Studies that should not be used for the systematic review, because of a high degree of systematic error, do not follow the normal distribution and their position in the graph is outside the “funnel” of the remaining primary studies. Lack of detection or inclusion of high-quality studies, which compromises the robustness of the pooled-prevalence estimate, would result in a non-normal study distribution and the “cloud” of primary studies in the graph is flatter than expected. Finally, lack of publication, detection or inclusion of less precise studies that report low prevalence estimates makes the plot asymmetric, with the right-hand side containing more studies for low-precision values than its counterpart.

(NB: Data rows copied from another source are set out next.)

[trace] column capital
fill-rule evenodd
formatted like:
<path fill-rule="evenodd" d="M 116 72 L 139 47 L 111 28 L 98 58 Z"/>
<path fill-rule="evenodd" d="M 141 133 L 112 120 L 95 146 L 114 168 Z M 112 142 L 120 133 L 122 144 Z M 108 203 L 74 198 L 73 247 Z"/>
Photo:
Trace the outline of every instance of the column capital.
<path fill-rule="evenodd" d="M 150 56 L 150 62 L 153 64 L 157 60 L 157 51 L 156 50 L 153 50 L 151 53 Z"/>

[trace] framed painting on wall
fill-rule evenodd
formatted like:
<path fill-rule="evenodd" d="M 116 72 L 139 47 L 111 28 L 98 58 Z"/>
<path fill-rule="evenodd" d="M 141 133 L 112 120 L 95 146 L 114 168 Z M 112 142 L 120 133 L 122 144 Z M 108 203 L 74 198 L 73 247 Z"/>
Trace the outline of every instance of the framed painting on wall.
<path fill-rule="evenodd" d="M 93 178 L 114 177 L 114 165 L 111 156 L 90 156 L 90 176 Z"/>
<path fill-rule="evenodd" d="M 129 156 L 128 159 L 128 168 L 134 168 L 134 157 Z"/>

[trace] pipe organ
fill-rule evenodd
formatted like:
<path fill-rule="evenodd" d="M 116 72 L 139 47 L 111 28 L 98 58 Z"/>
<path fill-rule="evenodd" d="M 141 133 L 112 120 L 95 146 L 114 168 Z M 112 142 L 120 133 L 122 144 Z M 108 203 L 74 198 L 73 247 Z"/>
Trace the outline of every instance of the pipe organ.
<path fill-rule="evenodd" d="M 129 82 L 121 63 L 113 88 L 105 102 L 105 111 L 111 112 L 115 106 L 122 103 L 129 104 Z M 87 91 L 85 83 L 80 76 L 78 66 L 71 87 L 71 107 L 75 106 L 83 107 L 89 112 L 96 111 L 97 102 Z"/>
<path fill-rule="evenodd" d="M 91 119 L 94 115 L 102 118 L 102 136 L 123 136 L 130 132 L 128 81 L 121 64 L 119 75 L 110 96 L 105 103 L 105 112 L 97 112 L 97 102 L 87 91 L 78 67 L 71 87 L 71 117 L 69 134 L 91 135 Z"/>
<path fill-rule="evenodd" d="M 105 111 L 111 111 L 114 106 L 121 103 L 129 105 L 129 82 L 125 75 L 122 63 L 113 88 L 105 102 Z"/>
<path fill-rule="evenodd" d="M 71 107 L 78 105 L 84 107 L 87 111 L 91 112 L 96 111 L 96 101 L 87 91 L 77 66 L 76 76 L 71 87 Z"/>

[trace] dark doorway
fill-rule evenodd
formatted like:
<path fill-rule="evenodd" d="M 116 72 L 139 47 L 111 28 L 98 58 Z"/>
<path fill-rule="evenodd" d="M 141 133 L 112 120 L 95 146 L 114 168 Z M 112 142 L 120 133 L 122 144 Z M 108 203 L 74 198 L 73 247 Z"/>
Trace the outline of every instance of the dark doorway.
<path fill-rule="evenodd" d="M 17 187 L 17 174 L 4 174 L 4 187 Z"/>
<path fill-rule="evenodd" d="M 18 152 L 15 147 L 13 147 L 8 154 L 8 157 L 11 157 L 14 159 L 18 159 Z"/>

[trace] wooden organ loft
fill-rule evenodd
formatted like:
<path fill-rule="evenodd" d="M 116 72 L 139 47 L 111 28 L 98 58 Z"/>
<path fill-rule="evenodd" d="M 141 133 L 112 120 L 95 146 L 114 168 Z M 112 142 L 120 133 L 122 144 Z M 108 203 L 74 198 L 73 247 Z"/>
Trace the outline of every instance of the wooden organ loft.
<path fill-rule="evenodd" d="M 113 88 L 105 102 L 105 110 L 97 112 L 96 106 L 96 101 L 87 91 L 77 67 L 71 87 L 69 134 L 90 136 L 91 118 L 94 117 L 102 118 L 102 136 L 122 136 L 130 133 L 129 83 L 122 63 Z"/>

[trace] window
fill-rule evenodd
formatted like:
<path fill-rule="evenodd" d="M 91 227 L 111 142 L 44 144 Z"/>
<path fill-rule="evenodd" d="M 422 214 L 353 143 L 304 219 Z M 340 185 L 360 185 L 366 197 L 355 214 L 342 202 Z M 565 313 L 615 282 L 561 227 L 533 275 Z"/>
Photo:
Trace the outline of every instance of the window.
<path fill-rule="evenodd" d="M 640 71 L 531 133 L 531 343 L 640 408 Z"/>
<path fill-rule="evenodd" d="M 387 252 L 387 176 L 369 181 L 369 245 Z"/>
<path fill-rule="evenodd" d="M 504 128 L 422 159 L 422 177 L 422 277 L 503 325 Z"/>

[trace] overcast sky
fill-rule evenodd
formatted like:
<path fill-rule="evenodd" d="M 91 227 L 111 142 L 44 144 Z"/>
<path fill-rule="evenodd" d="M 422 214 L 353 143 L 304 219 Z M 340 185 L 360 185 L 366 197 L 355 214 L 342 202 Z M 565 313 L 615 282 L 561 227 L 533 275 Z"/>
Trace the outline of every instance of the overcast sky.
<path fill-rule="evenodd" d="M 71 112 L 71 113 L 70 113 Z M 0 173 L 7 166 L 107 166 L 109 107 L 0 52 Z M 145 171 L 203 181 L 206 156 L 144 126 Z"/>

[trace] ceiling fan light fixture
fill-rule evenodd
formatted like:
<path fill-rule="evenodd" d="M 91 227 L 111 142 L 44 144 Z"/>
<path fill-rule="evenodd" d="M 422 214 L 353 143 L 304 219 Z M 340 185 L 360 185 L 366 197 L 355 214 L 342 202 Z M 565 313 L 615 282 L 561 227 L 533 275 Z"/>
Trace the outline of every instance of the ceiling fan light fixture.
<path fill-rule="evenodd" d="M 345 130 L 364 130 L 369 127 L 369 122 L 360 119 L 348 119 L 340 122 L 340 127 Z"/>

If there was a high level of publication error, an adjustment would be required because it would invariably lead to higher pooled-prevalence estimates. Such adjustment can be made by means of the so-called trim and fill method.2 First, the asymmetric studies on the right-hand side of the plot are removed (trimmed), leaving a symmetric remainder from which the pooled-point leukoplakia prevalence is re-estimated using the random-effect method. The logarithm of the new pooled-prevalence estimate is the true centre of the funnel. The removed studies are then replaced and their “unpublished” counterparts imputed (filled), like mirror images of the trimmed studies. Specifically, each of these unpublished studies has the same precision value and the same distance from the newly estimated centre as its published counterpart, but it is located on the left-hand side of the plot. After the inclusion of these unpublished studies, a new pooled-prevalence estimate is calculated using the method suggested by the overall heterogeneity level.

The funnel plot made using the primary studies included in my systematic review, displayed in Figure 1, clearly shows that publication error was the only truly worrying problem. Using the trim and fill method and including the unpublished studies (located on the left-hand side of the graph and displayed between brackets), the adjusted pooled world leukoplakia prevalence estimate calculated using the random-effect method was 1.93% (95% CI, 1.55–2.31) not statistically different at the 95% level from the published estimate (2.60%; 95% CI, 1.72–2.74). (See original paper for raw data.)

Figure 1.
figure 1

Funnel plot filled with the asymmetric “trimmed” studies (identified by the study number, see original article) on the right-hand side of the graphic, the logarithm of the pooled point leukoplakia prevalence estimated using the remaining studies (identified by the vertical line at −4.15 on the x-axis, corresponding to 0.0158) and the “unpublished” filled studies (between brackets) on the left-hand side of the graphic.

Starting from this new value, the crude global annual oral cancer incidence rate would fall, with 95% probability, between 5.60 and 24.54 for every 100 000 people, statistically different at the 95% level from the officially reported incidence for the year 2000 of 5.56 per 100 000 people. This result confirms the robustness of the previously reported pooled estimate of world leukoplakia prevalence. This is despite the fact that study selection and quality assessment did not conform with stringent guidelines so that ultimately too many low-quality studies were included and some important high-quality studies were not detected.